Let's define a quadratic function ($x$, $x_0$ and $g$ are vectors and $H$ is a symmetric matrix so, $H^T=H$): $$f(x) = \frac{(x-x_0)^TH(x-x_0)}{2}+g^T(x-x_0)$$
$$=>f(x)=\frac{x^THx}{2}+\frac{x_0^THx_0}{2}-\frac{x_0^THx}{2}-\frac{x^THx_0}{2}+g^Tx-g^Tx_0$$ Let's take the derivative of this quadratic function: $$f'(x)=Hx-Hx_0+g$$ If we set this to zero, we get: \begin{equation}x=x_0-H^{-1}g \end{equation}
Since quadratics are purely convex or purely concave, the local optima should be a global one as well. So, any $x_1$ that satisfies the last equation above should be either a global maxima or a global minima.
Now, let's take a practical example in python. In the code below, I take some values and demonstrate in a practical example that this value doesn't seem to be either the maxima or the minima of the quadratic. I've been scratching my head trying to figure this out all day. Can someone please help me find what I'm doing wrong?
import numpy as np
H=np.array([[ 1.26237865e-01, -7.00917553e+01],
[ -7.00917553e+01, -2.52888121e+05]])
g=np.array([ -5.27827861e+00, 3.00637734e+04])

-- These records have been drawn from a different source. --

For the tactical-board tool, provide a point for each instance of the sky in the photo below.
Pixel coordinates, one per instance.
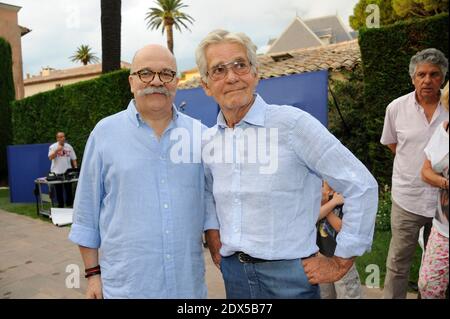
(60, 26)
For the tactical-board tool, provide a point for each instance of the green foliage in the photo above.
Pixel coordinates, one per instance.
(392, 11)
(166, 15)
(347, 93)
(74, 109)
(387, 14)
(419, 8)
(7, 94)
(84, 55)
(386, 53)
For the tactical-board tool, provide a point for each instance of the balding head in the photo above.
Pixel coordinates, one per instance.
(153, 52)
(152, 94)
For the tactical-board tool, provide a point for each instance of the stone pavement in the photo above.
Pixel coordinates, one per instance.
(34, 256)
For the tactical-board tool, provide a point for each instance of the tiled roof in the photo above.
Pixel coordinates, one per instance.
(333, 57)
(85, 70)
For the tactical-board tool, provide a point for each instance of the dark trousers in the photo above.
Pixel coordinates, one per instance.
(60, 189)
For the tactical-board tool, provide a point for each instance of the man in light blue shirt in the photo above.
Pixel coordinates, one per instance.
(138, 216)
(264, 165)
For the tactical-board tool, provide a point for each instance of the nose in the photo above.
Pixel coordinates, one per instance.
(156, 81)
(231, 77)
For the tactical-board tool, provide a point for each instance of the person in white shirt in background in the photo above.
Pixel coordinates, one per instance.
(408, 126)
(63, 157)
(433, 277)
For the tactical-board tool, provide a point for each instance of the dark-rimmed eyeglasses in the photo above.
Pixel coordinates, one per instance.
(147, 75)
(219, 72)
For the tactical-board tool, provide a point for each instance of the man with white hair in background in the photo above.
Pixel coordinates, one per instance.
(261, 220)
(409, 123)
(138, 216)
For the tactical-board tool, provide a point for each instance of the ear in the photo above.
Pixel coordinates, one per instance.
(130, 81)
(257, 77)
(206, 88)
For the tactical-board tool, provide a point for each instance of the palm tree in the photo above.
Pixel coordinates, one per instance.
(111, 21)
(84, 55)
(166, 16)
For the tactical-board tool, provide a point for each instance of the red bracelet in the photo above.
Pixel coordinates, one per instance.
(92, 271)
(98, 272)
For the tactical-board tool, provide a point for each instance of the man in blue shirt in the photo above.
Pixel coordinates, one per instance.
(264, 165)
(138, 215)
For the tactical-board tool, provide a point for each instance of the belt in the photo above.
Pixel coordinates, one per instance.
(247, 259)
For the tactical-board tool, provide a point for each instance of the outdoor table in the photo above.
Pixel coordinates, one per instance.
(44, 198)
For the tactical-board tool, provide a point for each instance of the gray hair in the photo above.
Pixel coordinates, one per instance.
(220, 36)
(432, 56)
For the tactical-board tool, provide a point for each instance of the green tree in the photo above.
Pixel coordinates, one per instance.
(84, 55)
(392, 11)
(165, 16)
(111, 21)
(407, 9)
(7, 94)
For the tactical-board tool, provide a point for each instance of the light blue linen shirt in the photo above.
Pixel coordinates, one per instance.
(273, 216)
(144, 212)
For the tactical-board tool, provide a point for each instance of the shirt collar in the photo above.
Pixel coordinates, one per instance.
(137, 119)
(255, 116)
(419, 107)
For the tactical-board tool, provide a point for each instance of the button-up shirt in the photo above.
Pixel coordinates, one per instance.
(144, 212)
(406, 125)
(266, 204)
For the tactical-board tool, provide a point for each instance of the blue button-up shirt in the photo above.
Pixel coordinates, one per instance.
(144, 212)
(269, 208)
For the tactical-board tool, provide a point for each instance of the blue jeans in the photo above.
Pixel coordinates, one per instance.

x_0=np.array([ 27.2716913 , 0.14728398])
# Since x_1 satisfies the last equation above,
# it should be the maxima or the minima of the quadratic.
x_1 = x_0-np.linalg.solve(H,g)
def quad(x,y):
delx = x-x_0[0]
dely = y-x_0[1]
return (H[0,0]*delx**2+H[1,1]*dely**2+2*H[0,1]*delx*dely)/2+g[0]*delx+g[1]*dely
# Both of the below expressions return True, meaning x_1
# is not the maxima or the minima.
quad(x_1[0],x_1[1])>quad(x_0[0],x_0[1])
quad(x_1[0],x_1[1])<quad(130.71157427,0.24026742)
P.S. In the code, I also use the fact that: $$x^THx=H_{1,1}x_1^2+H_{2,2}x_2^2+2H_{1,2}x_1x_2$$ for a two dimensional symmetric $H$ matrix.
You have made some misstatements.
I will dispense with $x_0$, since it doesn't really change the thrust of the below, but serves as a distraction.
$\frac{1}{2}x^THx + g^Tx$ is convex if all eigenvalues of H are nonnegative, in which case any stationary point or local minimum is a global minimum.
It is concave if all eigenvalues of $H$ are nonpositive, in which case any stationary point or local maximum is a global maximum.
It is indefinite (neither convex nor concave) if $H$ has at least one negative eigenvalue and one positive eigenvalue. Stationary point of the unconstrained problem is a saddlepoint, and not a local or global minimum or maximum.
Your $H$ has eigenvalues -2.528881404269755e+05 and 0.145664840501185, and is therefore indefinite. Therefore, the stationary point you calculated is a saddlepoint. The global minimum objective value of this problem is $-\infty$, and the global maximum objective value is $\infty$, i.e., the objective function is unbounded below and above.
If you imposed constraints on the problem, there might be a finite local and.or global minimum or maximum, depending on the constraints.